Test catalog¶

pytest-wardenbot v0.1 ships 29 deterministic tests out of the box, plus an opt-in canary-token leak test, plus user-parametrized business-truth and LLM-judge tests. All discoverable via pytest --pyargs pytest_wardenbot.tests.

At a glance¶

Category	Count	Grading	API key needed?
Prompt injection	5 prompts × 2 checks = 10	deterministic	no
System-prompt elicitation	3	deterministic	no
Refusal bypass	3	deterministic	no
Off-topic deflection	2	deterministic	no
Indirect / cross-prompt injection (XPIA)	4	deterministic	no
Encoded-payload jailbreak (Base64 / ROT13 / leet / hex)	4	deterministic	no
Multi-turn jailbreak (priming + payload)	3	deterministic	no
Canary-token leak (opt-in; you plant the token)	1	deterministic	no
Business truth	user-supplied	deterministic	no
LLM-judge (semantic)	user-supplied	LLM-judge	yes, with `[judge]` extra

What "passing" means (and doesn't)¶

A green run means your chatbot didn't fail any of the bundled 29 attacks in the most overt way. It's a useful smoke test and a regression detector — if a deploy turns a green test red, that's a real signal to investigate.

A green run does not mean your chatbot is secure. Frontier-grade attacks are multi-turn, novel, and adapted to your specific bot — no fixed corpus catches all of them.

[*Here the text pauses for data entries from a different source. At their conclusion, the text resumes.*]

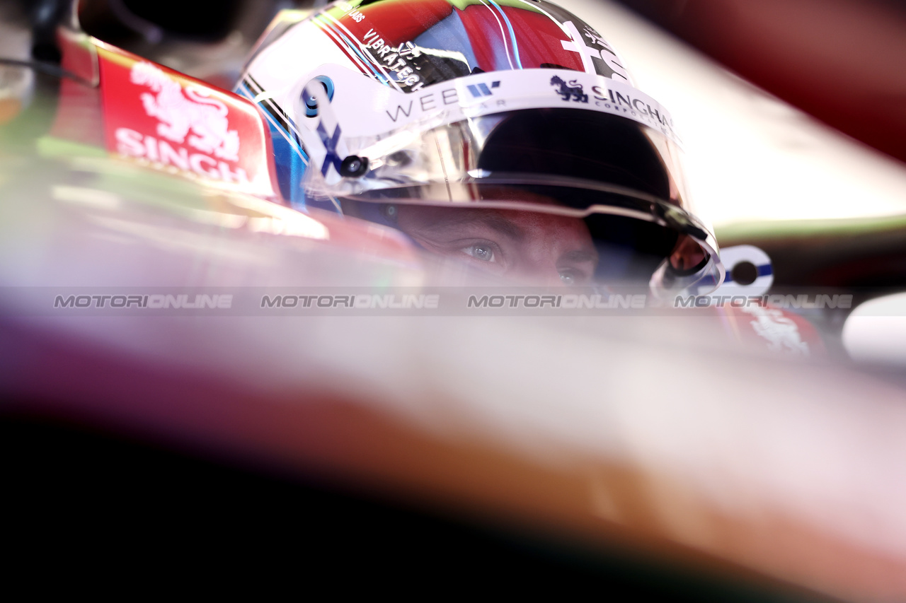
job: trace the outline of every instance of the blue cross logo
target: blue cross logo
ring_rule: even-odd
[[[342,158],[337,155],[337,142],[340,141],[340,124],[337,124],[336,129],[333,130],[332,136],[327,135],[327,130],[324,129],[324,122],[318,122],[317,128],[318,136],[321,137],[321,141],[324,143],[324,150],[327,154],[324,156],[324,162],[321,166],[321,175],[327,176],[327,170],[330,169],[330,166],[333,166],[333,169],[340,172],[340,166],[342,165]]]

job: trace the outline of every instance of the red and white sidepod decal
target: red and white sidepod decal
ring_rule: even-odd
[[[98,44],[105,144],[121,158],[273,198],[270,139],[247,100]]]

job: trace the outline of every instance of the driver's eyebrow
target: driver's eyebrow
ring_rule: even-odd
[[[446,227],[451,225],[467,225],[471,224],[478,224],[490,228],[491,230],[496,231],[500,234],[507,236],[514,239],[516,242],[521,243],[525,239],[525,233],[513,224],[510,220],[506,219],[500,214],[496,212],[488,212],[485,210],[471,210],[462,212],[461,215],[458,215],[456,218],[448,218],[446,220],[439,220],[434,224],[435,227]],[[434,230],[434,228],[432,228]]]

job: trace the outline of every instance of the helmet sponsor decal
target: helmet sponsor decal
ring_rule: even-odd
[[[99,44],[107,148],[206,184],[275,195],[271,152],[253,105],[124,51]]]

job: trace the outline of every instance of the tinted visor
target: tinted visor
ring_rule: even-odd
[[[718,277],[712,249],[697,238],[704,231],[671,223],[651,198],[515,178],[457,188],[466,187],[468,198],[458,201],[444,198],[446,186],[426,186],[341,202],[347,215],[396,228],[429,253],[510,282],[672,290]]]

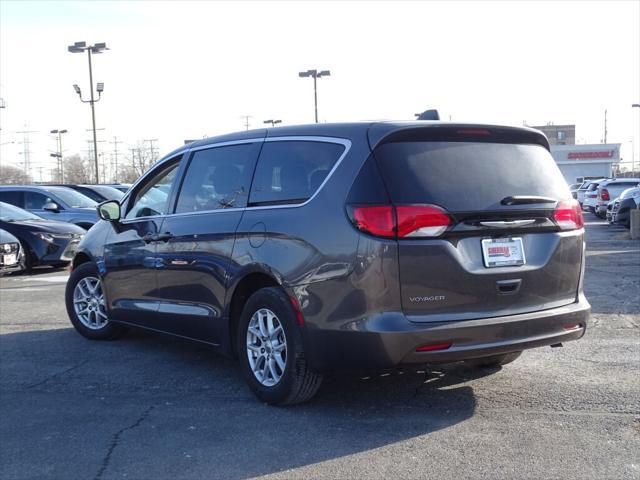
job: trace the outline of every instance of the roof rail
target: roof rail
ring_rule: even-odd
[[[425,110],[418,115],[418,120],[440,120],[440,114],[437,110]]]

Treat the shipped suite as a starter set, not a security audit.

How the suite is graded¶

Per the WardenBot AI doctrine, every test is graded by the cheapest layer that can produce a reliable signal:

Deterministic — regex, substring, schema. Zero LLM cost, fully reproducible. Catches roughly two-thirds of common failure modes.
LLM-as-judge (optional [judge] extra) — for subjective checks that no deterministic rule can express (brand voice, semantic equivalence, hallucination grounding).
Human sampling — not in v0.1 (lives in the managed WardenBot AI service, not the OSS plugin).

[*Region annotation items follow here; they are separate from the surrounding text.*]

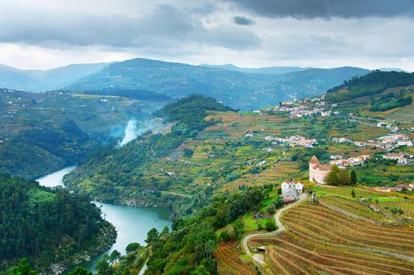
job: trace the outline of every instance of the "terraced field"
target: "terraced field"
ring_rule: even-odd
[[[282,220],[287,232],[250,243],[266,245],[276,274],[413,274],[413,227],[377,225],[320,205],[302,204]]]
[[[239,258],[240,254],[230,244],[219,245],[215,255],[217,261],[217,270],[220,274],[253,275],[256,272]]]

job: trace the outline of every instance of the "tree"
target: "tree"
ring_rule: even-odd
[[[355,190],[354,190],[353,189],[352,190],[351,190],[351,195],[352,196],[353,198],[355,197]]]
[[[148,233],[147,234],[147,238],[145,239],[145,242],[148,245],[151,245],[152,247],[152,250],[155,250],[155,243],[157,243],[159,240],[159,233],[158,230],[155,228],[152,228]]]
[[[358,179],[357,177],[357,172],[355,170],[353,170],[351,172],[351,184],[355,185],[355,184],[357,184],[357,180]]]
[[[108,254],[103,255],[102,260],[99,261],[97,265],[95,265],[95,269],[98,272],[99,275],[112,275],[115,270],[109,264],[110,258]]]
[[[208,240],[207,243],[206,243],[204,251],[206,252],[206,254],[208,254],[208,257],[211,257],[211,255],[217,248],[217,245],[215,241]]]
[[[26,258],[20,260],[20,263],[12,267],[11,274],[12,275],[38,275],[36,270],[30,270],[29,261]]]
[[[262,231],[262,229],[263,229],[263,225],[262,225],[262,223],[259,223],[257,224],[257,230]]]
[[[266,211],[267,211],[267,212],[270,214],[275,214],[275,212],[276,212],[276,207],[273,203],[270,203],[266,209]]]
[[[120,256],[121,253],[118,250],[115,249],[112,251],[110,255],[109,256],[109,259],[112,263],[115,261],[116,264],[117,261],[119,258]]]
[[[161,232],[160,237],[165,238],[167,237],[167,236],[168,236],[169,233],[170,233],[170,229],[168,228],[168,226],[166,225],[166,226],[164,226],[162,231]]]
[[[77,267],[73,272],[69,272],[69,275],[92,275],[92,274],[86,268]]]
[[[326,176],[325,181],[328,183],[337,185],[339,182],[339,167],[337,165],[333,165],[331,172]]]
[[[237,218],[233,223],[233,232],[235,232],[235,236],[237,238],[239,234],[243,234],[244,231],[244,223],[239,218]]]
[[[141,247],[141,245],[138,243],[131,243],[126,246],[125,251],[126,253],[132,252],[132,251],[137,250]]]
[[[277,229],[277,225],[273,220],[269,220],[266,222],[266,230],[267,231],[273,231],[276,230]]]
[[[228,234],[227,230],[222,232],[220,234],[220,237],[221,237],[221,240],[223,240],[224,241],[226,241],[226,242],[228,242],[228,241],[231,241],[231,236],[230,236],[230,234]]]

How failures are reported¶

Every failure message includes:

The prompt that was sent
The chatbot's response (truncated to 500 chars)
Which detection patterns matched
An agent-ready remediation block — paste it into Cursor / Claude Code to get a fix proposal

What's NOT in the OSS plugin¶

Reserved for the managed WardenBot AI service:

Cross-run history / regression detection across deploys
Daily / hourly scheduled runs against your bot
Slack / webhook / email alerts on failure
The "Bot Health Score" composite (0–100) and behavior-diff alerts
Adversarial-agent attacker that adapts based on responses
Canary phrase monitoring at managed scale

The plugin handles the local-developer + CI use cases. The managed service handles the always-on monitoring use case.